The experience of falling in love is more than tingles and butterflies. Love is about the actual action and work that takes place for each other and with each other. “Marriage is a journey with two people who love, respect, and honor one another. However, it is a journey and not a race. Always remember to get up, give up, and grow up!” Larry adds:

Get Up: Don’t be still, always do something together at least once a month.

Give Up: When you grow you have to leave some things behind; when you are in third   grade you don’t continue to learn second grade material.
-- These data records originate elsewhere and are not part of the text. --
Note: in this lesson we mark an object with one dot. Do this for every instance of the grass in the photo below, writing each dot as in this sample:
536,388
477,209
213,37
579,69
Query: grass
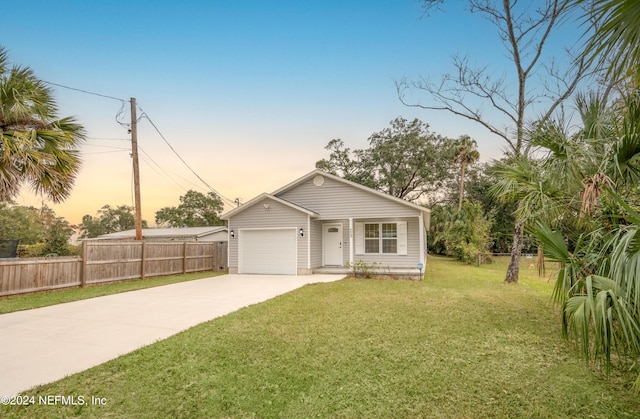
459,344
42,299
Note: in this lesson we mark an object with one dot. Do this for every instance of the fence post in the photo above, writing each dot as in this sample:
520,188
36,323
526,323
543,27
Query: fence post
184,257
142,257
83,265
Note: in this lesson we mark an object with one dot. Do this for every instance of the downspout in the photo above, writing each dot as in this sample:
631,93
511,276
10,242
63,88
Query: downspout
423,239
309,243
350,241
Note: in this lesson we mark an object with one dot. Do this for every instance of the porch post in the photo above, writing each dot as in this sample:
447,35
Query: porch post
309,242
423,250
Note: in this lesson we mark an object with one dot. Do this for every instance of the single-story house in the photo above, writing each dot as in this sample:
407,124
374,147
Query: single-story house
213,233
322,221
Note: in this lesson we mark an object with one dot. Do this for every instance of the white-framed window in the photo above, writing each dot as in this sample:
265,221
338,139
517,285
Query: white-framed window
381,238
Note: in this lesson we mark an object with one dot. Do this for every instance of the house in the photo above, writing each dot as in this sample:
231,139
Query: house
322,221
213,233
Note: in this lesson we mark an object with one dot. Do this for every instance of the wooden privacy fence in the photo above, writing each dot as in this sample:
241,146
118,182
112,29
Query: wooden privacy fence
111,261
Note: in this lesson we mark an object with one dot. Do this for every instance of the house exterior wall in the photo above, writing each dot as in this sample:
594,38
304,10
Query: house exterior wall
277,216
335,200
218,236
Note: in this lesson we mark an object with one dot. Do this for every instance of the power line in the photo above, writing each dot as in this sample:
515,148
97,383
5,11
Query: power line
84,91
145,115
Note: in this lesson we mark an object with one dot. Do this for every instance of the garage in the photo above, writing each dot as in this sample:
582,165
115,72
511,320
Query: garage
267,251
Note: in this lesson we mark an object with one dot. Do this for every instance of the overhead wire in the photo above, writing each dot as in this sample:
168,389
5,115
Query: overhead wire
143,114
84,91
122,111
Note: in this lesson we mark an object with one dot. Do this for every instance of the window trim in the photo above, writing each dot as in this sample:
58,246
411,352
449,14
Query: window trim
401,238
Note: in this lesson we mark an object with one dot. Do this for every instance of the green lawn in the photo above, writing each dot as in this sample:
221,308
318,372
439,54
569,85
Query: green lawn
459,344
42,299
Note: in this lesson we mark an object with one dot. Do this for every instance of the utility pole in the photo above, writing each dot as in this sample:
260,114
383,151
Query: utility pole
136,168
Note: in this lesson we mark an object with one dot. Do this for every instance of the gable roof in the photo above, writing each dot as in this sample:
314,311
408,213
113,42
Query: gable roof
165,232
348,182
262,196
426,212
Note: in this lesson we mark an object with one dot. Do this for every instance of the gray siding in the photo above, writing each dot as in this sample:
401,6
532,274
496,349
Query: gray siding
335,200
278,215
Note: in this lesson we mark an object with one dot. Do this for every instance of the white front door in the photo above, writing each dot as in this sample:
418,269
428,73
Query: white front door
332,239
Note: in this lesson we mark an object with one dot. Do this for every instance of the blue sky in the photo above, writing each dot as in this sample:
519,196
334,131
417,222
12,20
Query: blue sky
247,92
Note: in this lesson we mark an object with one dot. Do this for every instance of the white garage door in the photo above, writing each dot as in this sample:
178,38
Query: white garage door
267,252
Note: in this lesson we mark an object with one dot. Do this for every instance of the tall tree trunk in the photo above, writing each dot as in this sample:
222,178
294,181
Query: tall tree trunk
461,185
516,249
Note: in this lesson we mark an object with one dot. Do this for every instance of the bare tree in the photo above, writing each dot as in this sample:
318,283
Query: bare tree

Grow Up: To quote the good book, “When I was a child, I spoke like a child, I thought like a child, I reasoned like a child. When I became a man, I gave up childish ways,” (1 Corinthians 13:11.) Married couples should be grown-ups; kids play around.

When I became a man, I gave up childish ways, Married couples should be grown-ups; kids play around.- 1 Corinthians 13:11

The pair offers sound and practical words of wisdom to other couples. “We work towards specific financial goals and we come together frequently to ensure we stay on track. We have attended financial courses to help us shore up our foundation and give us a better understanding of finances. Do not be afraid to have money talks . . . when it comes to combining money and marriage, while it may not matter what you do with your money, it is, however, important you both make decisions together and respect each other’s opinion. Just as each relationship is different, so is each couple’s financial situation. You both should discuss joint bank accounts, who’s paying which bill, and how you both will use any discretionary income jointly as a team.”

The Clarks strongly believe in working at their marriage and strongly suggest the same for new and seasoned couples. “Always go back to your ‘Why.’ Why do you love this person? Why did you marry this person? Love doesn’t come from the heart, it is just a muscle. Love is a verb, it is what you do that shows your spouse how special they are to you.”